Parallel Writing Support for H5MDWriter

yuxuanzhuang commented 3 years ago

Is your feature request related to a problem?

Related to #3231, I have been struggling to find the best way to save the processed (i.e. unwrapped, centered, aligned by on-the-fly transformations) trajectories. The bottleneck of it should be the long processing time for each timestep (with or without transformation I think?) as opposed to the overall I/O limit even when I am processing and saving all the trajectories in parallel.

Describe the solution you'd like

Utilizing the writing in parallel functionality of h5py(https://docs.h5py.org/en/stable/mpi.html) to save each trajectory. I have started to test it a little bit on this matter today with the following snippet

# write.py
from mpi4py import MPI
import h5py

num_processes = MPI.COMM_WORLD.size
rank = MPI.COMM_WORLD.rank  

n_slices = num_processes

import MDAnalysis as mda
from pmda.util import make_balanced_slices

# 92338 frames
# 6951 atoms
u = mda.Universe('start.pdb', 'md.xtc')

slices = make_balanced_slices(u.trajectory.n_frames, n_slices)

f = h5py.File('test.hdf5', 'w', driver='mpio', comm=MPI.COMM_WORLD)

dset = f.create_dataset('positions', (u.trajectory.n_frames, u.atoms.n_atoms, 3), dtype='f')

for i, traj_slice in enumerate(slices):
    if i % num_processes == rank:
        for ts in u.trajectory[traj_slice]:
            data = u.atoms.positions
            dset[ts.frame] = data

f.close()

With a 64 thread CPU, mpiexec --oversubscribe -n 64 python write.py 1 mins 5s

mpiexec --oversubscribe -n 32 python write.py 1 mins 30s

mpiexec --oversubscribe -n 16 python write.py 2 mins 30s

The disk I/O is capped at ~5 MB/s for every single thread no matter how many threads (1-32) are used.

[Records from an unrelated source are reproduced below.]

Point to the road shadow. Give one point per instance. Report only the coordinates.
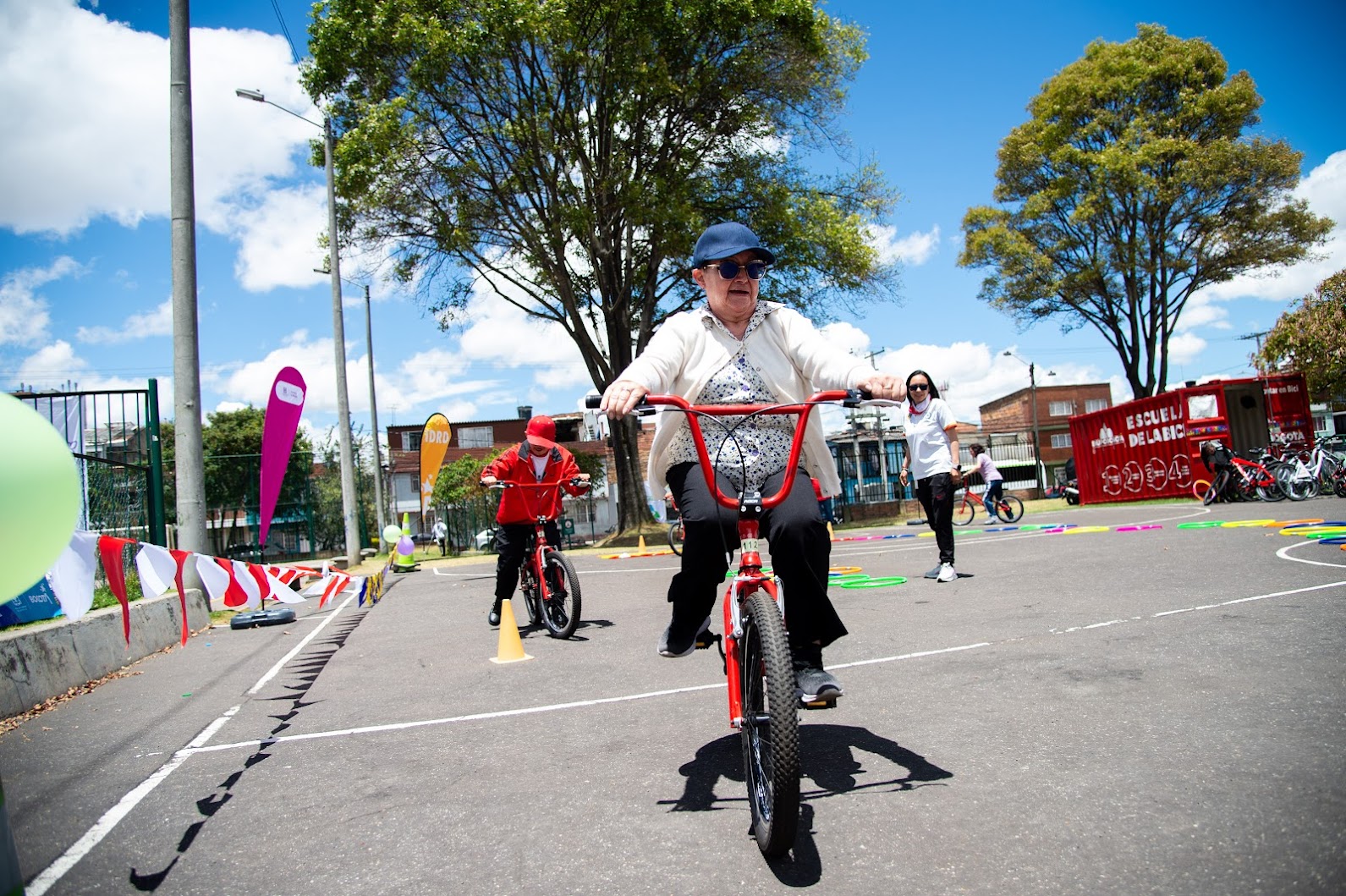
(300, 673)
(831, 758)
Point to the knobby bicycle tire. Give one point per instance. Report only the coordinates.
(560, 606)
(1010, 508)
(770, 732)
(964, 513)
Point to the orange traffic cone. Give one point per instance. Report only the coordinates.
(510, 649)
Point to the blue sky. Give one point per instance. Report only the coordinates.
(85, 282)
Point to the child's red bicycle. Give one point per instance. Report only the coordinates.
(547, 579)
(763, 699)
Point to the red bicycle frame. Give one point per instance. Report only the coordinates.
(750, 576)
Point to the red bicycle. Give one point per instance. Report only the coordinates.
(763, 699)
(547, 579)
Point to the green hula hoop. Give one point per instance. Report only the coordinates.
(882, 581)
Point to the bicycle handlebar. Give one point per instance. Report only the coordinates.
(849, 397)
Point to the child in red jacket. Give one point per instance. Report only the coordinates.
(536, 460)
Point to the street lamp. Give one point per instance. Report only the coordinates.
(1033, 399)
(348, 462)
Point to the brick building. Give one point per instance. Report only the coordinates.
(1013, 415)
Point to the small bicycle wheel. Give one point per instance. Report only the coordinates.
(964, 513)
(560, 610)
(770, 731)
(1008, 508)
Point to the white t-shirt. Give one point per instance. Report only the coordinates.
(927, 442)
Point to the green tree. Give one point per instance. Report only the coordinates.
(566, 154)
(1132, 186)
(1313, 338)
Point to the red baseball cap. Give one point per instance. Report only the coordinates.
(541, 432)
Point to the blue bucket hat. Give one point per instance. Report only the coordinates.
(724, 239)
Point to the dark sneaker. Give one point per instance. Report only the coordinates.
(816, 685)
(678, 640)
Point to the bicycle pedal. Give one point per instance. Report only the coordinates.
(706, 640)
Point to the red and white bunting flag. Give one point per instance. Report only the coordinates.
(109, 551)
(157, 569)
(246, 583)
(72, 576)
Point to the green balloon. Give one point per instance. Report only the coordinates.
(41, 505)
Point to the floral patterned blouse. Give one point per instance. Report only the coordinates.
(760, 447)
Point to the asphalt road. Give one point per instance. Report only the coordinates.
(1104, 712)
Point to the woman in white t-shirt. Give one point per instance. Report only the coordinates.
(933, 460)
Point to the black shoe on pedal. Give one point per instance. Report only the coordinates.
(816, 685)
(680, 640)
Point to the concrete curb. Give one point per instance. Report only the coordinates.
(41, 662)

I guess the tricky part is how to implement it into H5MDWriter which currently doesn't support mpio driver. (@edisj )

Describe alternatives you've considered

Maybe use some sort of machinery to buffer process/load the next few frames into memory using extra cores---which should be generic for all formats.

IAlibay commented 3 years ago

I'm going to ping @orbeckst and @edisj here whom I think were thinking about this too?

edit: didn't see you had tagged them already :P

orbeckst commented 3 years ago

@edisj was working on parallel writing. It wasn't entirely clear to us how this should work in the context of MDAnalysis but perhaps @edisj could quickly summarize where his efforts were and what the current roadblock was?

Somewhat related: parallel reading #2865 (I think that's stuck on how to serialize the MPI communicator)

orbeckst commented 3 years ago

@yuxuanzhuang what file system are you doing the writing on?

I don't think that parallel writing will do anything spectacular unless you're on a parallel file system such as Lustre or BeeGFS (see. for instance, https://www.alcf.anl.gov/files/Parallel_HDF5_1.pdf).

yuxuanzhuang commented 3 years ago

@yuxuanzhuang what file system are you doing the writing on?

CephFS. I am not confident enough to say if it supports HDF5 or not, but I don't think it is the limitation here given that the major bottleneck is the loading/processing of each timestep.

orbeckst commented 3 years ago

For the filesystem the question is if the MPI implementation has its I/O code (ROM-IO?) linked to the parallel fs ... I don't remember the details — maybe @edisj knows more.

edisj commented 3 years ago

I'm not sure about the specifics as to how the MPI implementation you're using interfaces any specific filesystem (regarding settings needed to be configured when building, any specific tuning needed to build on Lustre vs BeeGFS, etc), so I couldn't say much on whether your implementation is configured correctly to interface with your filesystem. I always just assumed the MPI module on whichever HPC I was using was configured optimally.

But, like @orbeckst said, MPI I/O really starts to shine when coupled with parallel file system properties like striping, where a single file can have many physical access points, so to speak. In the multiple processes writing to a single file case, even if you have 64 processes writing to a single file in parallel, there may still be some file contention happening.

@yuxuanzhuang one thing I think you should try is writing to your dataset collectively. I never had a chance to mess around with collective vs independent MPI I/O, but it's something I'm still interested in testing for H5MD.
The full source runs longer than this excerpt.